Di tengah neraka yang terjadi di kota itu, di dalam sebuah ruangan tersembunyi dengan cahaya lilin yang temaram, seorang wanita tengah bertaruh nyawa.
Liu Mei, Putri pertama keluarga Marquis Liu, mencengkeram pinggiran kayu yang ia gunakan sebagai alas hingga membuat buku jarinya memutih dengan sekuat tenaga. Peluh membanjiri wajahnya yang pucat, napasnya tersengal-sengal di sela geraman tertahan. Di sisinya, para pelayan hanya bisa terdiam dengan tangan gemetar. Mereka diliputi ketakutan luar biasa—khawatir pada pedang musuh di luar sana, sekaligus cemas akan nyawa majikan mereka yang sedang berjuang melahirkan.
"Nona pertama, apa anda yakin untuk melahirkan nya?"Tanya Bibi Qiong dengan derai air mata.
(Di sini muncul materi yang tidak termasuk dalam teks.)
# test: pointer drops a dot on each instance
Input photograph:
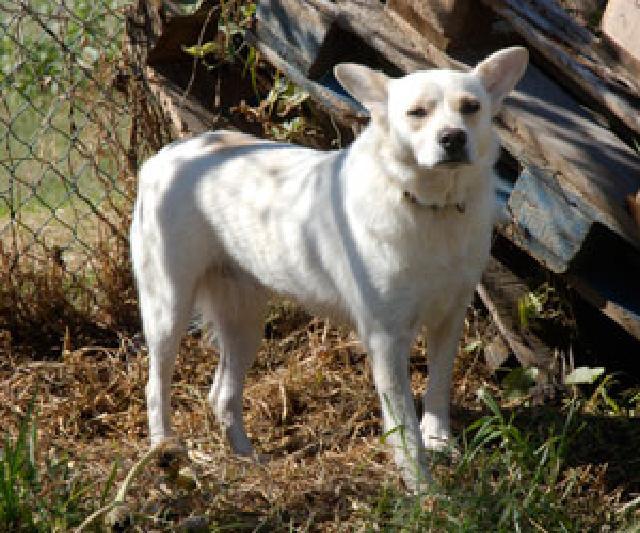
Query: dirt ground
(310, 407)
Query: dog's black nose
(453, 140)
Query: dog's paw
(170, 453)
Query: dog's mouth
(460, 207)
(453, 160)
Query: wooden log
(300, 29)
(187, 115)
(580, 77)
(620, 25)
(500, 291)
(345, 110)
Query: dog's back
(389, 234)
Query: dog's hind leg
(389, 356)
(236, 311)
(165, 314)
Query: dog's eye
(469, 106)
(418, 112)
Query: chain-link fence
(69, 150)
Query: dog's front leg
(389, 356)
(442, 346)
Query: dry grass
(309, 405)
(309, 402)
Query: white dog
(387, 235)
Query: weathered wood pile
(571, 173)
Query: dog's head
(438, 118)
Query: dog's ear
(501, 71)
(367, 86)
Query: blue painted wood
(544, 222)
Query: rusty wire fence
(71, 109)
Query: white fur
(381, 235)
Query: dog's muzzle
(454, 143)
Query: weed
(505, 480)
(53, 498)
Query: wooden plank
(300, 29)
(344, 109)
(572, 71)
(543, 223)
(500, 291)
(187, 115)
"Nona besar, anda harus memikirkan keselamatan anda, Relakan saja anak ini."Sahut yang lain
"Kalian diamlah!!... Hiks , Bagaimanapun juga Anak ini harus lahir!!," suaranya hampir menyerupai bisikan dengan nada yang bergetar namun tajam, saat seorang pelayan membujuknya untuk berhenti karena situasi yang mustahil.
"Feng Tian...."Gumamnya
Meskipun hatinya perih mengingat pengkhianatan pria itu pada klan Liu nya . Namun , dibalik lubuk hati terdalam nya ia yakin suaminya tidak akan melakukan hal menjijikan seperti itu,Liu Mei yakin ada kesalahpahaman dibalik tragedi ini. Dengan satu tarikan napas panjang yang terakhir, Liu Mei mengerahkan seluruh sisa kekuatannya.
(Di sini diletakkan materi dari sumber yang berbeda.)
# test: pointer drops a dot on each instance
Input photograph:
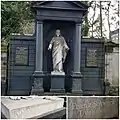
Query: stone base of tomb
(57, 82)
(32, 107)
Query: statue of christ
(59, 51)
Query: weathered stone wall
(93, 107)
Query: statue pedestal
(37, 83)
(57, 82)
(76, 83)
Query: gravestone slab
(57, 82)
(93, 107)
(29, 107)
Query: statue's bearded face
(57, 33)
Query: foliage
(13, 15)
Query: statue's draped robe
(59, 52)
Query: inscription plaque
(21, 56)
(91, 59)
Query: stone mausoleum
(30, 63)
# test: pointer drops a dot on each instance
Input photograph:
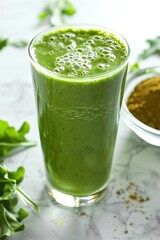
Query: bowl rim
(126, 114)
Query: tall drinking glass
(79, 74)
"NGHHHHH....Xin....lannn! Cepatlah keluar nak!"Mengenjan.
*Oekkk... Oekkk...*
Tangisan bayi memecah ketegangan. Seorang bayi perempuan telah lahir.
Diluar, Marquis Liu zhong bergerak sangat cepat menebas kepala para lawannya, Mata Ungu yang mengerikan menatap tajam kearah musuh di tengah kegelapan malam yang Membuat nyali mereka perlahan menciut.
Crash!
Brak!
jenderal Liu zhang berdiri ditengah tumpukan mayat dengan Memegangi sebilah pedang yang sudah berlumuran darah.
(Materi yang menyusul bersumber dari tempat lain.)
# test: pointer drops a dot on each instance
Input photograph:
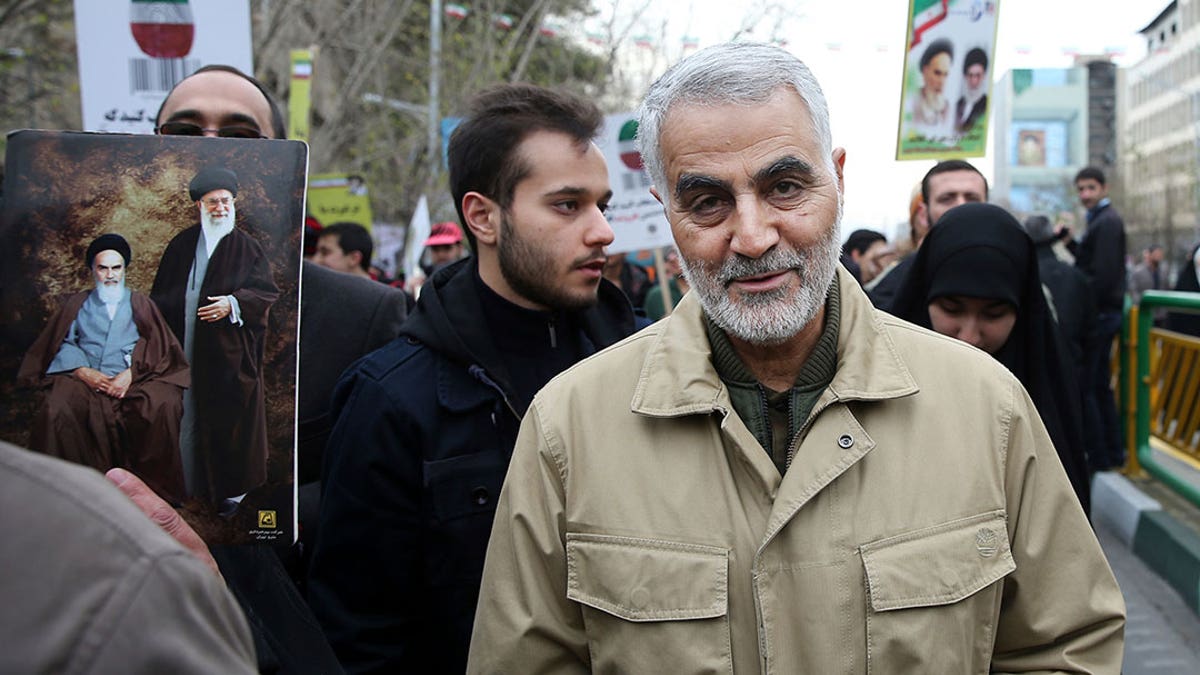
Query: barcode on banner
(157, 76)
(635, 180)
"Tuan Besar! Tuan besar!" Seorang pelayan menghampiri Liu zhong yang sedang membasuh wajahnya yang penuh darah.
"Nona pertama!...."Belum sempat menjelaskan pria itu langsung bergegas menuju tempat ia menyembunyikan Putri nya.
BRAK!!!
Pintu ruangan terbanting terbuka. Marquis Liu zhong masuk dengan zirah yang masih berlumuran darah segar.Langkahnya langsung terhenti.Tertegun, mendengar suara tangisan bayi.
"Selamat Tuan besar ,Nona pertama melahirkan anak perempuan, kondisi ibu dan putri ketujuh dinyatakan sehat."Ucap pelayan yang menyadari kedatangan tuannya segera menghampiri Liu zhong.
Liu zhong Tersenyum haru.
"Bagus!! syukurlah...., akhirnya keluarga Liu ku memiliki seorang putri !, ah..., bawa aku menemui cucuku!"
Liu zhong berjalan dengan semangat untuk menemui putrinya, air matanya langsung melihat putrinya tengah menyusui bayi yang tengah berlumuran darah.
"Mei'er!"
"Xin Lan... akhirnya kita bertemu, Sayang," bisik Liu Mei, menyentuh pipi bayinya yang sedang menyusu. "Ayah lihatlah."
"Aiya..., Cucu kakek."
Bayi perempuan yang sudah terlelap itu akhirnya berpindah Buaian.
"Cari Jenderal Liu!!
Suara gaduh prajurit musuh terdengar semakin dekat. Liu Mei menatap ayahnya dengan sorot mata penuh permohonan.
"Ayah..., Tolong bawa Xin Lan pergi dari sini. Aku akan menahan mereka."
"Mei'er, kau—"
"Tolong sampaikan salamku pada Kaisar,dan jelaskan kepadanya kami keluarga Marquis Liu bukanlah pengkhianat,Tolong ayah! Hanya hanya ayah yang bisa kuandalkan!," potong Liu Mei lemah. Ia meraih sebilah pedang di samping tempat pembaringan nya, lalu memaksakan diri untuk berdiri meski kakinya gemetar dan hanfunya masih bersimbah darah persalinan. Ia mengalungkan sebuah giok ke leher bayinya dan mencium keningnya lama. "Xin'er, kau harus hidup. Ayahmu pangeran dan kakekmu adalah kaisar Yangzhai. Berbaktilah pada mereka, gantikan ibumu yang tidak berguna ini."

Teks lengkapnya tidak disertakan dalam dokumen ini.